Следующим утром я уж и позабыла о записке, но на первой же переменке Йорген двинулся на меня, как подстреленный носорог. Он почти что боднул меня, повалил на землю и набросился; в уголках губ пенилась слюна, в глазах блестели слезы. Он ругался и шипел, размахивая кулаками, как будто просто впечатать меня в асфальт было бы недостаточно. Он не сдавался, пока ошарашенный учитель не оттащил его прочь. Солнечное сплетение ныло, и позже я поняла, что случилось. Мои крики не возымели действия на Йоргена. Но листочек, крупные черные буквы, напротив, разозлили его до чертиков. Как будто сами буквы съездили ему по морде.
– Можешь и мне сделать визитную карточку? – спросила я однажды Хенрика.
– Какую профессию изволите? – откликнулся он.
– Шрифтовая акробатка.
Но несмотря на всю мою любовь к письму, я оставалась «немногословной девицей». Я была изгоем. Мне нужна была такая, как Элен. Тоже изгой, но фантазерка, которая, если потребуется, может босиком пробежать многие мили, ни чуточки не устав. К тому же мне нужен был кто-то, кого так же, как и меня, интересовали бы мальчики. После удара молнии мои взгляды на противоположный пол изменились. Раньше я мальчишек не замечала. Теперь они были повсюду. Особенно Хенрик. Мы частенько сидели в комнате у Элен и болтали о мальчиках. Именно Элен поведала мне, что мальчики суть скучнейшие существа, слишком мало стимулирующие мозг.

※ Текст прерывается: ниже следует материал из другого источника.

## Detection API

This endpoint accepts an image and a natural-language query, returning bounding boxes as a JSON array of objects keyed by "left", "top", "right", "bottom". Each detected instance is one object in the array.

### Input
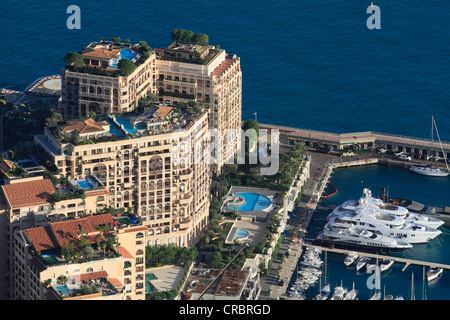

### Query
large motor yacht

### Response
[
  {"left": 330, "top": 188, "right": 444, "bottom": 229},
  {"left": 317, "top": 224, "right": 412, "bottom": 251}
]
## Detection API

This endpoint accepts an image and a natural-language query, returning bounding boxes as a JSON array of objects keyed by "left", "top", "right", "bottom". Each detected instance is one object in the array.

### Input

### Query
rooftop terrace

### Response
[{"left": 46, "top": 105, "right": 202, "bottom": 145}]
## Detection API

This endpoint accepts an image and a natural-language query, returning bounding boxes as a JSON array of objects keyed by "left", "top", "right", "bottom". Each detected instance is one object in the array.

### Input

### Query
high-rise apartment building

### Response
[
  {"left": 60, "top": 41, "right": 242, "bottom": 174},
  {"left": 35, "top": 105, "right": 210, "bottom": 246}
]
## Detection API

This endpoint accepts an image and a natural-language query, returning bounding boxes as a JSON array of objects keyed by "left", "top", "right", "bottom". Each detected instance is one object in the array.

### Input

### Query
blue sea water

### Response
[
  {"left": 0, "top": 0, "right": 450, "bottom": 141},
  {"left": 300, "top": 165, "right": 450, "bottom": 300},
  {"left": 0, "top": 0, "right": 450, "bottom": 299}
]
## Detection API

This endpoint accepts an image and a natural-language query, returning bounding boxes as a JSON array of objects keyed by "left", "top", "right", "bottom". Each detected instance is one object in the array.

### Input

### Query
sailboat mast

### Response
[{"left": 432, "top": 117, "right": 449, "bottom": 171}]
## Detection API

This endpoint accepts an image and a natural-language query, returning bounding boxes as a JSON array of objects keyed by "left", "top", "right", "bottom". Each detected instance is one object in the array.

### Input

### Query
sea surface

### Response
[
  {"left": 0, "top": 0, "right": 450, "bottom": 299},
  {"left": 293, "top": 165, "right": 450, "bottom": 300},
  {"left": 0, "top": 0, "right": 450, "bottom": 141}
]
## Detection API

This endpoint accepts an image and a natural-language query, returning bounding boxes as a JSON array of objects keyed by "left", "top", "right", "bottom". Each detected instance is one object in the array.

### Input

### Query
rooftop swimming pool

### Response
[
  {"left": 106, "top": 119, "right": 123, "bottom": 137},
  {"left": 110, "top": 49, "right": 139, "bottom": 67},
  {"left": 116, "top": 118, "right": 138, "bottom": 135},
  {"left": 77, "top": 178, "right": 97, "bottom": 189},
  {"left": 233, "top": 228, "right": 250, "bottom": 239},
  {"left": 120, "top": 49, "right": 138, "bottom": 60},
  {"left": 55, "top": 284, "right": 72, "bottom": 295},
  {"left": 230, "top": 192, "right": 272, "bottom": 212}
]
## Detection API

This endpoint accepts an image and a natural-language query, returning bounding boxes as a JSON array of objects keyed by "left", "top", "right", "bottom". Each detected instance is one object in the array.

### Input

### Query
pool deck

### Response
[
  {"left": 222, "top": 186, "right": 281, "bottom": 222},
  {"left": 225, "top": 186, "right": 281, "bottom": 245},
  {"left": 145, "top": 265, "right": 185, "bottom": 292}
]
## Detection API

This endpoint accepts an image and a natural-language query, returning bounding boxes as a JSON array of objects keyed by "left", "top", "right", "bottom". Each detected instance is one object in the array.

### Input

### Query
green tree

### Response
[
  {"left": 242, "top": 119, "right": 259, "bottom": 137},
  {"left": 195, "top": 33, "right": 209, "bottom": 46},
  {"left": 63, "top": 52, "right": 84, "bottom": 67},
  {"left": 117, "top": 59, "right": 136, "bottom": 76},
  {"left": 47, "top": 112, "right": 64, "bottom": 128}
]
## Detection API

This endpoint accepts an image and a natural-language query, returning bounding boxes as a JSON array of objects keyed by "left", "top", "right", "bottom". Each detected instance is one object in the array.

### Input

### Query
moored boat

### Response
[
  {"left": 427, "top": 267, "right": 444, "bottom": 281},
  {"left": 344, "top": 251, "right": 358, "bottom": 267}
]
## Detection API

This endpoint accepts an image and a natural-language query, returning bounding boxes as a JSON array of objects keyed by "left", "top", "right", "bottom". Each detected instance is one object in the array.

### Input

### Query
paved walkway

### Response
[{"left": 260, "top": 153, "right": 334, "bottom": 300}]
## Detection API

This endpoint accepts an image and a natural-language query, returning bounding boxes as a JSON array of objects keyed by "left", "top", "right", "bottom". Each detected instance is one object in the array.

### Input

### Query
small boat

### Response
[
  {"left": 427, "top": 268, "right": 444, "bottom": 281},
  {"left": 380, "top": 259, "right": 394, "bottom": 272},
  {"left": 315, "top": 284, "right": 331, "bottom": 300},
  {"left": 356, "top": 257, "right": 370, "bottom": 271},
  {"left": 366, "top": 258, "right": 378, "bottom": 272},
  {"left": 344, "top": 283, "right": 358, "bottom": 300},
  {"left": 344, "top": 251, "right": 358, "bottom": 267},
  {"left": 330, "top": 281, "right": 348, "bottom": 300}
]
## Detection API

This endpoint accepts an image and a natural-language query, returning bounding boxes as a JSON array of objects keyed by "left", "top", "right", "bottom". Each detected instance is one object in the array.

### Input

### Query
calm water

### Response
[
  {"left": 0, "top": 0, "right": 450, "bottom": 141},
  {"left": 0, "top": 0, "right": 450, "bottom": 298},
  {"left": 298, "top": 165, "right": 450, "bottom": 300}
]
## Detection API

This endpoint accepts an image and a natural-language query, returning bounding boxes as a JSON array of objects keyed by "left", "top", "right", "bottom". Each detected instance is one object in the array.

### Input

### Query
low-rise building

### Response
[{"left": 11, "top": 214, "right": 147, "bottom": 300}]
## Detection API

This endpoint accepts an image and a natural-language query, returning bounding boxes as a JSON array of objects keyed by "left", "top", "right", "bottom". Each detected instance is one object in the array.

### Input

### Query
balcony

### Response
[{"left": 178, "top": 193, "right": 193, "bottom": 205}]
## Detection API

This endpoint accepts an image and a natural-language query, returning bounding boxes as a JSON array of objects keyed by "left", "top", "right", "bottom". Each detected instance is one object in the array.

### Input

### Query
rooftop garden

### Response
[
  {"left": 63, "top": 37, "right": 153, "bottom": 77},
  {"left": 36, "top": 224, "right": 120, "bottom": 266},
  {"left": 160, "top": 29, "right": 220, "bottom": 65}
]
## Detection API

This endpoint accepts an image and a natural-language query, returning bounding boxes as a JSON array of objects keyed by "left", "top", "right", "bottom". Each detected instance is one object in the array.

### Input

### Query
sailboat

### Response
[{"left": 409, "top": 116, "right": 450, "bottom": 177}]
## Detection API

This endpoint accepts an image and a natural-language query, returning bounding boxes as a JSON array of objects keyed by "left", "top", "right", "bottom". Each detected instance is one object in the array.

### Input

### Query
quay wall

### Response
[{"left": 259, "top": 123, "right": 450, "bottom": 158}]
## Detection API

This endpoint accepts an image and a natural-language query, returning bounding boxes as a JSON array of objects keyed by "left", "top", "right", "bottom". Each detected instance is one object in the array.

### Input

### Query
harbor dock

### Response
[
  {"left": 303, "top": 243, "right": 450, "bottom": 271},
  {"left": 259, "top": 123, "right": 450, "bottom": 159}
]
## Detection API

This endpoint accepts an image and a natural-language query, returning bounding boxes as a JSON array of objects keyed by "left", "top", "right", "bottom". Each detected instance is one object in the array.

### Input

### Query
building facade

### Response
[
  {"left": 60, "top": 42, "right": 242, "bottom": 174},
  {"left": 35, "top": 106, "right": 210, "bottom": 246}
]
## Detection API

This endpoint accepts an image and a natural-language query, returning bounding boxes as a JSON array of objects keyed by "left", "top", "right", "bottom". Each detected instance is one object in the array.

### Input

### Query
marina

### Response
[{"left": 285, "top": 159, "right": 450, "bottom": 300}]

Ее тирады внушили мне идеал другого типа мужчин. Идеал, от которого я так и не смогла избавиться и из-за которого так сложно было кого-то найти.

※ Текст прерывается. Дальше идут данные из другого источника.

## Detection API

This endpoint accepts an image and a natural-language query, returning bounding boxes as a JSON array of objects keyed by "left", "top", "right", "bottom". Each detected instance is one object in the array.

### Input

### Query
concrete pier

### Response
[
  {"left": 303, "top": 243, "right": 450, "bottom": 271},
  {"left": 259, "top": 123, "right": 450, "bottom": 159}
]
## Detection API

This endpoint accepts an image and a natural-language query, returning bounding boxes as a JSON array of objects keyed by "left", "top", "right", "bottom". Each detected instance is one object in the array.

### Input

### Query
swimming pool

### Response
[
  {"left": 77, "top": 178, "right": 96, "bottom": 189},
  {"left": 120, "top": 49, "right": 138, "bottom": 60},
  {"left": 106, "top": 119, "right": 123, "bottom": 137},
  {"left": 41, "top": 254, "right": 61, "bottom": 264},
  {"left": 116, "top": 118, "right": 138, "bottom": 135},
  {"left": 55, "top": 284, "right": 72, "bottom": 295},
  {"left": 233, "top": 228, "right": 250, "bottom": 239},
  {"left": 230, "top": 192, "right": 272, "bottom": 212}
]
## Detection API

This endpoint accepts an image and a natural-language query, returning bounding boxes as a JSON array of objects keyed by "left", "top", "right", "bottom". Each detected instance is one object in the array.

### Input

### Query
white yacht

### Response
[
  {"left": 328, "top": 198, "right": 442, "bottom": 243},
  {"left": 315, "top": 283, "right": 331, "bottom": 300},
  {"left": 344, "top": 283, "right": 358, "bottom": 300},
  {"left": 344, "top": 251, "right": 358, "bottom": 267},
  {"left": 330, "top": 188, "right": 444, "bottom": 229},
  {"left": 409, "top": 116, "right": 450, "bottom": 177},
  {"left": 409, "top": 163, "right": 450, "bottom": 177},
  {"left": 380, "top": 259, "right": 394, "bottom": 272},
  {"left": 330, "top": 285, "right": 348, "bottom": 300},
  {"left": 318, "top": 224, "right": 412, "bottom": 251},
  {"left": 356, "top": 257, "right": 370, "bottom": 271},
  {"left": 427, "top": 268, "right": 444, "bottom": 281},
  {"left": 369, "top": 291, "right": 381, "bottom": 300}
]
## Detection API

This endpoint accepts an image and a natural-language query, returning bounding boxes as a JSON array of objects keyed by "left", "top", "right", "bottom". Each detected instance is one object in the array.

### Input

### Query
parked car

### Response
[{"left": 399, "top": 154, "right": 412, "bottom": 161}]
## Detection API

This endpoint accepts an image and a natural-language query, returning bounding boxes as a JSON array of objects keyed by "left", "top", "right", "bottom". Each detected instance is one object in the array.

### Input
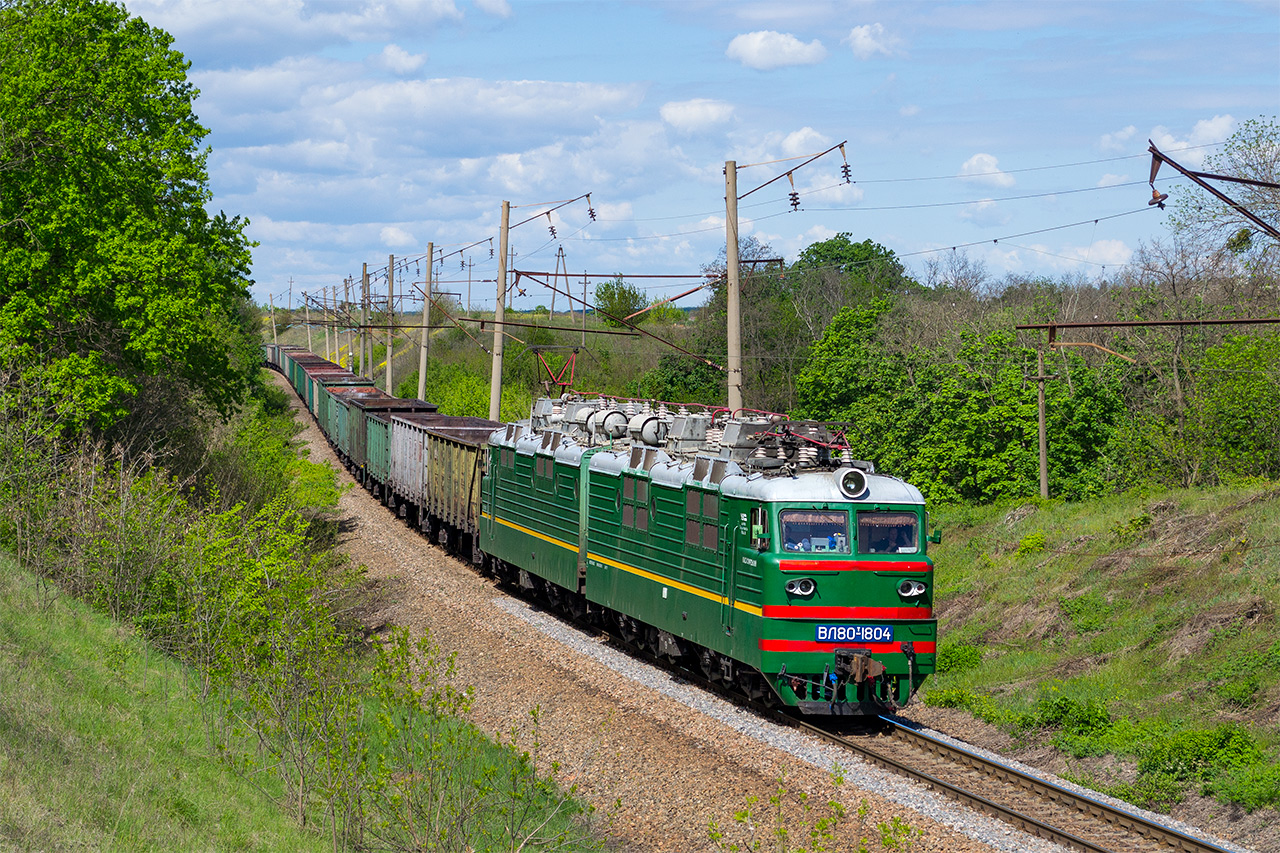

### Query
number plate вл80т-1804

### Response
[{"left": 814, "top": 625, "right": 893, "bottom": 643}]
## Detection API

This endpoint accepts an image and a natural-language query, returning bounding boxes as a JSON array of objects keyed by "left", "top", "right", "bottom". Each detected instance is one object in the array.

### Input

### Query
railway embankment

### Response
[{"left": 910, "top": 482, "right": 1280, "bottom": 850}]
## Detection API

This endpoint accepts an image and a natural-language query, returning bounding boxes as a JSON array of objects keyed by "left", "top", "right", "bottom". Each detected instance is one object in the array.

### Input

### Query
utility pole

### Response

Элен презирала феноменальный примитивизм мальчиков, их безнадежную предсказуемость.
– Весь род мужской, – говорила Элен, – напоминает мне Homo neanderthalensis.
– Что это?
– Тупиковая ветвь в развитии человечества. Они вымерли.
Однажды Элен рассказала, как встречалась с двумя мальчиками одновременно. Ей хотелось чего-нибудь особенного. Она понадеялась, что так они скомпенсируют и дополнят друг друга. Но ее ждало не меньшее разочарование. Как будто желая проиллюстрировать свой вывод, она достала популярную в то время игру: деревянный ящик, который следовало поворачивать под разными углами, чтобы заставить шарик прокатиться по лабиринту, не попав в многочисленные лунки по дороге. Элен положила один шарик у старта, один – у финиша и мастерски направила их каждый своей дорогой, координировала движения, пока оба шарика не прокатились по всей игровой поверхности.
– Слишком легко, – сказала она. – Прямо как с мальчиками.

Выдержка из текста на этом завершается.